Court Opinion

ID: 7522339
Source: CourtListenerOpinion
Date Created: 2022-07-29 04:56:18.077501+00
Date Added: 2024-06-11T16:23:34.551315
License: Public Domain

DENNIS, Justice,
concurring.
Though I agree with the majority’s result, I cannot follow its reliance on the absence of a “property right” in Super City for the resolution of this dispute. Rather, I *648believe that, by virtue of its tentative agreement with the Commission, Super City may have had an enforceable interest, but this interest became unworthy of protection once Super City’s obligation to furnish commitments from the boxers and the arena became impossible to perform.

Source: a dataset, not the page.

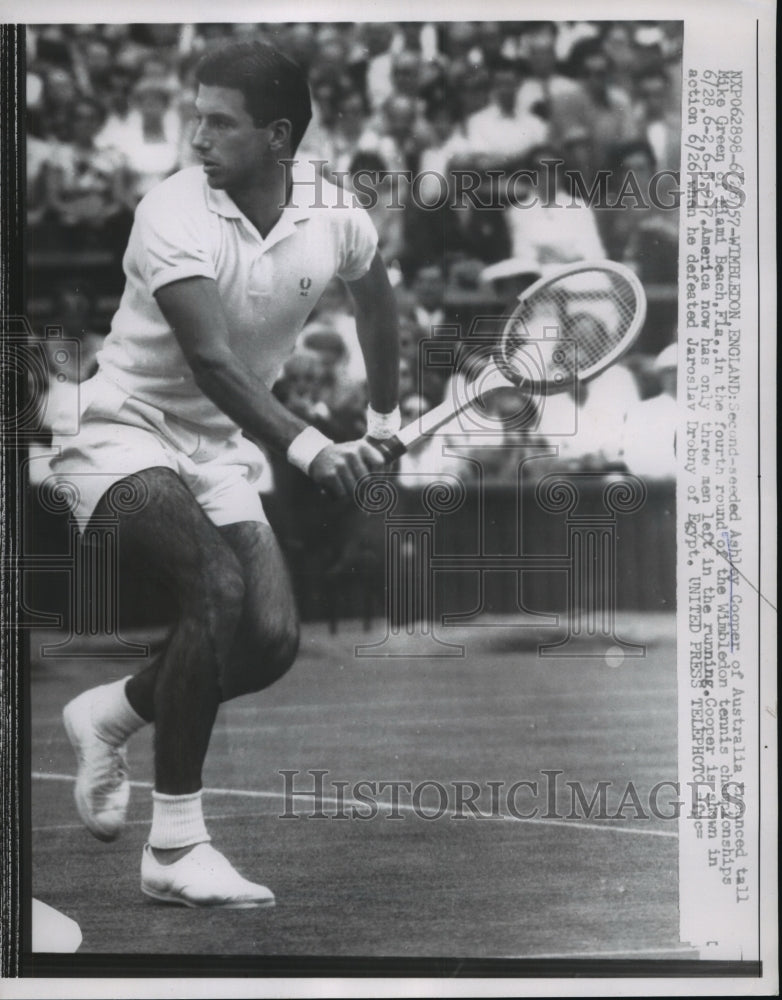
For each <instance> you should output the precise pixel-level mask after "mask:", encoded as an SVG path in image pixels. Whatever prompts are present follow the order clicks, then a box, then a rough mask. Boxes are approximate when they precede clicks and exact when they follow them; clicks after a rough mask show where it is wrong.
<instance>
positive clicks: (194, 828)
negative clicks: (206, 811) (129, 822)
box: [149, 791, 212, 850]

The majority reasons that injunctive relief or relief on the merits cannot lie where there exists no “property right.” This proposition has no support in our law. Far from requiring an interest in property, our law requires only that claimants demonstrate an interest which the law will recognize in order to seek judicial relief. La. Code Civ.P. art. 681; Terrebonne Parish Police Jury v. Matherne, 405 So.2d 314 (La. 1982) (an interest held by a local police jury to be free from damage to its drainage project from unlawful drainage by adjacent landowners); Louisiana Independent Auto Dealers Assoc. v. State, 295 So.2d 796 (La.1974) (the interest of plaintiff used car dealers in the constitutionality of an act regulating motor vehicle credit transactions). I believe that such an interest was shown prior to the collapse of Super City’s plans, but that the impossibility of arranging the anticipated fight extinguished this interest. For this reason, I believe that the majority’s discussion of property rights is of doubtful necessity and validity.